Insider Brief
- Researchers at ETH Zurich demonstrated a method to generate mathematically certifiable perfect randomness using entangled quantum bits and an advanced Bell test, addressing a long-standing challenge in cryptography and digital security.
- The team used two superconducting qubits connected by a 30-meter cryogenic link and combined imperfect random inputs with quantum measurements and specialized algorithms to amplify weak randomness into fully random sequences.
- The researchers said the work could support future applications in encryption, quantum-secure communications, blockchain systems, lotteries, and other digital infrastructure that depends on highly reliable random number generation.
- Andreas Wallraff and Renato Renner (f.l.t.r.) next to the 30-meter link connecting two quantum chips. Using this experiment, ETH researchers generated certified perfect randomness for the first time. (Kilian Kessler / ETH Zurich)
PRESS RELEASE — Creating perfect randomness is surprisingly difficult. Even modern random number generators never generate completely ideal random numbers: small systematic errors can result in some numbers appearing slightly more frequently than others. For many applications, this does not matter. In cryptography, however, even the tiniest deviations can be problematic.

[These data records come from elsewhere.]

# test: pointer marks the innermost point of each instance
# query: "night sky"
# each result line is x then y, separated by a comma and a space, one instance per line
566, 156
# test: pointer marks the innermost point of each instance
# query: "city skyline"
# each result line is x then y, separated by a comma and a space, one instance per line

Now, researchers at ETH Zurich led by Renato Renner and Andreas Wallraff in the Department of Physics have demonstrated how perfect randomness can actually be created using quantum physics. Their results, which they have just published in the scientific journal Nature, represent a milestone in this area of research.

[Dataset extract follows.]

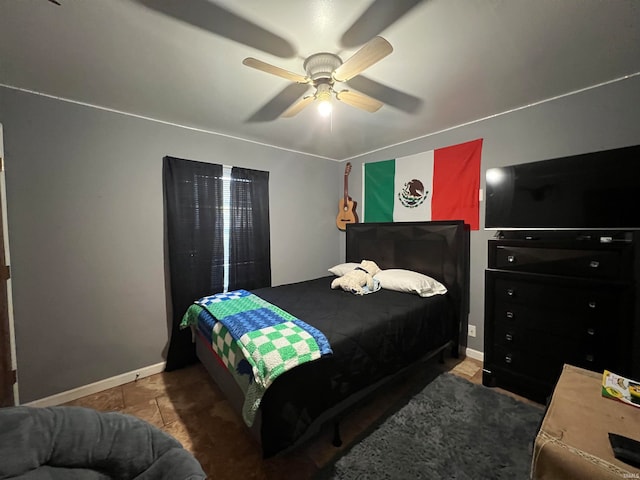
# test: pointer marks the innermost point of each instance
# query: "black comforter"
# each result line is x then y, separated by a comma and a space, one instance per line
372, 336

Amplification of randomness through quantum measurements
“It may seem strange, but it is almost impossible to create a perfect coin or a perfect die”, says Renner. No matter how symmetric and smooth a die is made, after a roll one of its six faces will always point upwards slightly more often. “Even modern random number generators, which are based on quantum mechanical effects like the reflection of photons from beam splitters, are not entirely immune to such a systematic error or ‘bias’”, adds Wallraff. But now Wallraff’s and Renner’s teams have found a way to take imperfect randomness and still extract perfectly random numbers from it. They call their method randomness amplification.

“This was made possible by an improved so-called Bell-Test with simultaneously high quality and high data rate”, says Wallraff. He and his coworkers use a complex setup that consists of two superconducting chips, which they cool down to very low temperatures close to absolute zero. Each chip represents a quantum bit or qubit, which can take on the states “0” or “1” or any arbitrary superposition of these states. A 30-meter-long tube, which is also cooled down, connects the two chips. Microwave photons can fly back and forth between them, thus creating quantum mechanical entanglement. This means that a quantum measurement on one qubit, which randomly yields the values “0” or “1”, influences automatically and at a distance whether “0” or “1” is measured on the second qubit. The separation of 30 meters ensures that, during the measurement, even at the speed of light no information can be exchanged between the qubits. This would disturb the perfect randomness.
Random for all eternity
Wallraff and his team made the choice of the exact type of measurement (or “measurement basis” in technical jargon) on the two qubits depend on an imperfect random number generator. Renner’s coworkers could then amplify the randomness of the measurement results further using a special algorithm. “The resulting sequence of zeros and ones is now really perfectly random, and we can even certify that”, says Renner. He likens this result to crossing a ridge: “The technical improvements allowed us, for the first time, to create random numbers that will remain perfectly random for all eternity – no matter what analytical methods are used to assess their randomness.”
An atomic clock for randomness
In the long term, this work could play a similar role in digital security as atomic clocks do for timekeeping: a physically certified source of randomness that other systems can rely on. Possible applications range from the encryption of sensitive communications and digital identities to public randomness services for lotteries and blockchain applications.
Such methods could also become crucial for quantum-secure communications systems. This is because even the strongest cryptographic methods are only as secure as the random numbers on which they are based: the better the randomness, the more robust the encryption – if it is weak, the entire system becomes vulnerable.